Spektakl, który wymyśliła i zrealizowała Maria Jamińska, była aktorka Pleciugi, jest kolejnym (po "Afrykańskiej przygodzie" i "Zuzu i Lulu") przedstawieniem dla tzw. najnajów, czyli najmłodszych widzów w teatrze, które mogą mieć nawet tylko roczek.
Takie maluchy znajdą w nim swój świat kształtów, kolorów, dźwięków, zabawy i emocji, że mama jest najważniejsza.
W małej sali prób dzieci z rodzicami siedzą na dywanie wyłożonym przyjaznymi miękkimi poduchami.

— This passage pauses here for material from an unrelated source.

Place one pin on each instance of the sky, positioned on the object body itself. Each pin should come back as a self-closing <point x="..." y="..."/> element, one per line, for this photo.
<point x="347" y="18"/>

Na białej materii wiszącej na ścianach naszyte zostały słońce, domki, drzewa. Wszystko w geometrycznej stylistyce jakby dekoracje wycięto z arkuszy papieru kolorowego.
Dwoje sympatycznych aktorów Edyta Niewińska - Van der Moeren i Krzysztof Tarasiuk - pod dyktando dzieci próbuje uporządkować porozrzucane miękkie kolorowe geometryczne pufy, np. żółta pasuje do słońca. I tylko jeden element tu nie pasuje. Wielkie jajo. I coś w nim chrobocze. Z tego jaja wykluwa się sympatyczny kolorowy pluszak krokodylek, który rozdaje buziaki maluchom. A potem zacznie szukać mamy, więc tę mamę aktorzy zbudują mu z kolorowych pufowych klocków, które wcześniej układali.
"A ku ku" to przedstawienie, które uwrażliwia dzieci na formę, kolor, dźwięk. Wszystko w formie zabawy, która sprawia wrażenie, że bajkowy świat teatru jest bliski temu, który najnaje mają w swoich pokojach. Pleciuga pokazała uproszczone przedstawienie zrobione z myślą o pierwszej wizycie dziecka w teatrze. Tym, które odbyły ją w sobotę, najwyraźniej się podobało.
Całość trwa pół godziny. Po premierze maluchy zostały zaproszone na bankiet. Na stole znalazł się słodki krokodylek wypieczony z ciasta.